左から:株式会社コーセー 商品デザイン部 
設計開発室 胡口 智紀、デザイン室 熊田 美保、設計開発室 設計一課 中村 桜子


 メーカーなど約1100社が加盟する、包装技術の普及・推進を目的とした専門団体である日本包装技術協会が、1977年から主催する「木下賞」は、包装技術の発展や業界へ大きく貢献した、優れた技術や取り組みを毎年表彰するものです。同賞の選出にあたっては、官公庁や大学・学術機関の関係者10名で構成される審査委員会により、容器全体の物理強度などの「保護性」、リサイクル性やユニバーサルデザインといった「社会環境性」など、9つの評価項目から厳正な審査が行われます。

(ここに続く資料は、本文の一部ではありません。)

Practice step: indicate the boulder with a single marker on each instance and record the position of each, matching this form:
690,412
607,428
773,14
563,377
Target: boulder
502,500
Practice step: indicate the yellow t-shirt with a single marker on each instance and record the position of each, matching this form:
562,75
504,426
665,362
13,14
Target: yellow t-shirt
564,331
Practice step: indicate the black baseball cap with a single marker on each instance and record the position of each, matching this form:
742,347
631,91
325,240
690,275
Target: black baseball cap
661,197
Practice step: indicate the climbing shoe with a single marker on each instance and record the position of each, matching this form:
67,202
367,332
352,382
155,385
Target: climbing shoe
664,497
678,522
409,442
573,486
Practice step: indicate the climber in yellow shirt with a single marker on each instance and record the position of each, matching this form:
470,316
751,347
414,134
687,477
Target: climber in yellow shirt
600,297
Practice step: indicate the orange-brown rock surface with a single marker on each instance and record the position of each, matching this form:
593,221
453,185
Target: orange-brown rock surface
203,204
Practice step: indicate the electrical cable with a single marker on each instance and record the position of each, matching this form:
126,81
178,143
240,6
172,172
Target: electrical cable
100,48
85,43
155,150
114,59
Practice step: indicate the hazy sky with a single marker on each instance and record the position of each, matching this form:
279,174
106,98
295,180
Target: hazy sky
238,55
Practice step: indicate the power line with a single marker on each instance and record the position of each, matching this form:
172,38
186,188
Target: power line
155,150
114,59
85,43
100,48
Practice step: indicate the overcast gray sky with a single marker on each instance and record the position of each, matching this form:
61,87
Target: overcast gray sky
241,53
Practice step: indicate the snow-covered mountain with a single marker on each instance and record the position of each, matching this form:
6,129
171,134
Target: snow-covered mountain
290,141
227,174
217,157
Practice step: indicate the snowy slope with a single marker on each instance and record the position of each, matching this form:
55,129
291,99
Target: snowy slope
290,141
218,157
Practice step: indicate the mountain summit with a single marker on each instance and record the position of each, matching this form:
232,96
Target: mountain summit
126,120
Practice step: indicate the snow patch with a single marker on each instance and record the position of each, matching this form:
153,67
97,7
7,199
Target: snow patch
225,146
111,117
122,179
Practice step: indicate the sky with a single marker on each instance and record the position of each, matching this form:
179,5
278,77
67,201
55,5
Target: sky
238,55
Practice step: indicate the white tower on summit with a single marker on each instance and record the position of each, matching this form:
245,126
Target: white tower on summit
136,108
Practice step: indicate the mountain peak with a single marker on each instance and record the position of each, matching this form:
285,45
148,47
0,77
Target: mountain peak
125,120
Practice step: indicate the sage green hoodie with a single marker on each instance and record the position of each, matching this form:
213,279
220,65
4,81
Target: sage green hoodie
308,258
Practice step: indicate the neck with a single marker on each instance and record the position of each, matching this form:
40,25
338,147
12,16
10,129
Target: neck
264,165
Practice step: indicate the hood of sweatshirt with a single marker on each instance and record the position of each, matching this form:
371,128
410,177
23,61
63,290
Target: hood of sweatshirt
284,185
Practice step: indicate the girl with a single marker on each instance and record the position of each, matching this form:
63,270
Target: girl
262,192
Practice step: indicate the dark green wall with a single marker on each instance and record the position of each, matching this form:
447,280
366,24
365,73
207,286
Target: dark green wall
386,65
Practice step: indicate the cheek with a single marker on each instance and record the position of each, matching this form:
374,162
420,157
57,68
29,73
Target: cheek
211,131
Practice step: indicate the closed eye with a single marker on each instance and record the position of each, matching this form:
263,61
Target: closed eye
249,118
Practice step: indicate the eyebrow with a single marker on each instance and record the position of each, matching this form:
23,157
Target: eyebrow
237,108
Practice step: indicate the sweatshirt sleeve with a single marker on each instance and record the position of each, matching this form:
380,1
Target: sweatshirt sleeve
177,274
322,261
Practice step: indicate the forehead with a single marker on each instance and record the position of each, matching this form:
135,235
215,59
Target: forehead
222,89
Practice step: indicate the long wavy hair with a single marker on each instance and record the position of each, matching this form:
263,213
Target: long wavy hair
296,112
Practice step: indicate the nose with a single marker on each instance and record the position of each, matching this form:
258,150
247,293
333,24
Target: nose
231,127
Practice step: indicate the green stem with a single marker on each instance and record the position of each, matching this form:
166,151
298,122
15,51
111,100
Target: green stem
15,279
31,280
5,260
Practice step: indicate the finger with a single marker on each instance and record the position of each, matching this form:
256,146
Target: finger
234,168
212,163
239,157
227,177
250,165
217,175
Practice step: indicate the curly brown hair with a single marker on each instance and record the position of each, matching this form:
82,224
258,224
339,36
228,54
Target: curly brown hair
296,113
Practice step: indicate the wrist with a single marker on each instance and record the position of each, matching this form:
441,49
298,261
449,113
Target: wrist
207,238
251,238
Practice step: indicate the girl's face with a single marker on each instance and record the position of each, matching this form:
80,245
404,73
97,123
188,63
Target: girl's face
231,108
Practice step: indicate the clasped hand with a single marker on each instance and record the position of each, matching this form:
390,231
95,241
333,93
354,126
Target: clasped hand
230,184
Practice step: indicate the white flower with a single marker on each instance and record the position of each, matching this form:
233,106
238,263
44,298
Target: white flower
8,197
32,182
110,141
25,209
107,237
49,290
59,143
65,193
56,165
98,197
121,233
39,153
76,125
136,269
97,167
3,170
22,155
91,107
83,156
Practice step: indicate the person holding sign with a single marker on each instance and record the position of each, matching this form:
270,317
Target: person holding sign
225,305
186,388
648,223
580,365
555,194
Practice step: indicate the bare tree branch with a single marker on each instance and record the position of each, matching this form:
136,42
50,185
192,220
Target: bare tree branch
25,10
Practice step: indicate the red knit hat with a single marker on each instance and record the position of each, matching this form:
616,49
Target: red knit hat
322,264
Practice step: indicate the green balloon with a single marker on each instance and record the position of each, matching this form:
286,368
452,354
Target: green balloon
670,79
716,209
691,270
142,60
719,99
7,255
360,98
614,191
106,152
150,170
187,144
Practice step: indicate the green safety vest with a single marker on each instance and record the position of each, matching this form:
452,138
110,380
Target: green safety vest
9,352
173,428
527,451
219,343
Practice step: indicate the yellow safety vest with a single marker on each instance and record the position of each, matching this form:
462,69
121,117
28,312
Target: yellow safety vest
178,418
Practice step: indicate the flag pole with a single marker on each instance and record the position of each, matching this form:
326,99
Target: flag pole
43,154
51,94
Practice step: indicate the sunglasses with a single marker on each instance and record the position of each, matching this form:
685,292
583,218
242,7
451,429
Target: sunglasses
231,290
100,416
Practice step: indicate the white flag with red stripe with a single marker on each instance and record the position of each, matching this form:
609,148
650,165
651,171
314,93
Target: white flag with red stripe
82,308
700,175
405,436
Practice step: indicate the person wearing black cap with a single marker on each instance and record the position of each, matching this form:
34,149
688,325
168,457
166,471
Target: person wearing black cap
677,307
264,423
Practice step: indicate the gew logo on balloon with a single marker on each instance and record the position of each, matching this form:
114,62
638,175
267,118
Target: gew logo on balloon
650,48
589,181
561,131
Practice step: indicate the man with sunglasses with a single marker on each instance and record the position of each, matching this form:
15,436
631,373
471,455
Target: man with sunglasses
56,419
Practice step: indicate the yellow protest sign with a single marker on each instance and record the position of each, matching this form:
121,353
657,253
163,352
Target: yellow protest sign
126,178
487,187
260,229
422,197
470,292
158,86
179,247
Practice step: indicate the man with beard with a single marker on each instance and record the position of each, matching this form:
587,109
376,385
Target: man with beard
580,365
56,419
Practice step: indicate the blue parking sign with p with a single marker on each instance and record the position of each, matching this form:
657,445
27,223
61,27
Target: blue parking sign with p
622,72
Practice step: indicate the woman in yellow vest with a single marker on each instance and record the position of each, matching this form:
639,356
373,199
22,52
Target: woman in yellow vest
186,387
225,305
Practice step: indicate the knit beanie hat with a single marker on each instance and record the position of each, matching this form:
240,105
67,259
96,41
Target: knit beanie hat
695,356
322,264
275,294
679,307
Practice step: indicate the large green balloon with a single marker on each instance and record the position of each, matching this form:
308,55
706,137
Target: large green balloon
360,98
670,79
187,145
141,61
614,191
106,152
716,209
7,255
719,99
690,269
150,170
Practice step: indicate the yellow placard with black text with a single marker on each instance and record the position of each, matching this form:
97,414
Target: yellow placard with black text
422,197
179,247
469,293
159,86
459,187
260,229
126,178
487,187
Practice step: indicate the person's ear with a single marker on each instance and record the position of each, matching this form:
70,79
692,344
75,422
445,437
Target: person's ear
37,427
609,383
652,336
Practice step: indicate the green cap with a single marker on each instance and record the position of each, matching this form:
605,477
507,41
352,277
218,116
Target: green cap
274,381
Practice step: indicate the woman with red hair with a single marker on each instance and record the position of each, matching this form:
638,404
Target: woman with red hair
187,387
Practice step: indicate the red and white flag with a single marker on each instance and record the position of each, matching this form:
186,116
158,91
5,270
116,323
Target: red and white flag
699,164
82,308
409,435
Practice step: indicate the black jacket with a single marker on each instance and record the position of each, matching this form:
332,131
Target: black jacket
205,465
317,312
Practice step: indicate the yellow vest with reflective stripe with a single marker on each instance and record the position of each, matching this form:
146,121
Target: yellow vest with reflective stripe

 第50回木下賞で、包装の改善・合理化に顕著な業績をあげた作品に与えられる「改善合理化部門」賞は2件の作品に授与されました。同賞を受賞した「ザ リペア」ラインの容器・箱の開発においては、すべての人が負担なく使えるユニバーサルデザインを叶えるべく、NPO法人ドリーム(所在地:愛知県名古屋市、理事長:加賀瀬圭太)と協働し、脳卒中による後遺症で指先に力が入りにくい方などの実際の声をヒアリング。美容液とジェルクリームの容器底面には滑り止め樹脂を採用(※2)したうえ、従来と比べ半分の回転で開くキャップと合わせ、片手で楽に開閉できるようにしました。また、箱は側面からも開けられることで取り出しやすくし(※3)、内外の表示やイラストを既存品より大きくして視認性を高めるなど様々な工夫をこらしました。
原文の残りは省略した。